Прийти не мудрено: я пришел, прекрасная Дульсинея (героиня романа "Дон Кихот" М. Сервантеса Сааведры) была уже там и, казалось, ожидала меня. Обращение наше с нею было еще вольнее вчерашнего!

После обеда подали хозяину письмо. Прочитавши его, он начал извиняться, что обстоятельства заставляют его часа на два отлучиться, и усердно просил меня, чтобы я дождался его возвращения. Хозяйка, вероятно приметя, что мы хотим завести жаркой опор, оставила нас под предлогом, что идет варить кофе; потому что никто из людей, как говорила она, ей по вкусу сварить не может. Мы остались двое. Какое опасное искушение! Мы начали говорить об одной известной нам, да думаю и всем не незнакомой материи, и говорить с жаром. Наконец, когда сей жар начал увеличиваться и доходить до той степени, где он непременно бы сам собою погас, я вспомнил, что о сем происшествии намерен писать к тебе, любезный друг, но как же бы я мог писать к тебе, если бы глаза мои помутились так же, как вчера у моего товарища? Отруби ту руку по локоть, которая не желает себе добра, которая что-нибудь напишет в свое осуждение. А утаить, значит солгать. Прямое дружество не терпит лжи и обманов. Таким образом почувствовав, что лицо мое и так уже сильно горело, не стал более говорить об этой материи, которая так жестоко воспламеняет кровь.

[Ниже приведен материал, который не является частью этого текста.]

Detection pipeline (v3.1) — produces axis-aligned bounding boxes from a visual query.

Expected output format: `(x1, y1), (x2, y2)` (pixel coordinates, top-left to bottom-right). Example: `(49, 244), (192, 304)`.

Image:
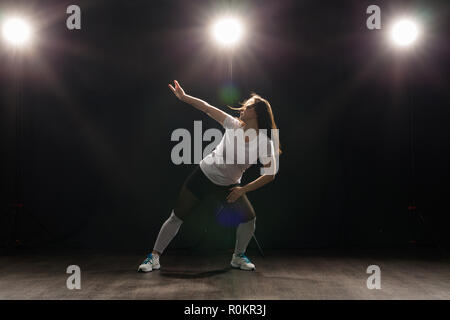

Хозяин с хозяйкою возвратились, восхищаясь, кажется, тем, что доставили нам случай поговорить наедине, и усердно благодарили меня, что я имел терпение дождаться их. Спустя несколько минут я должен был расстаться с ними. Собеседница моя, узнав, что я на утро же оставлю их город и никогда может быть не увижусь более с ними, изъявила сердечное сожаление, ежели только можно почесть за знак сожаления слова сии: "Ах, как жаль! Как жаль"!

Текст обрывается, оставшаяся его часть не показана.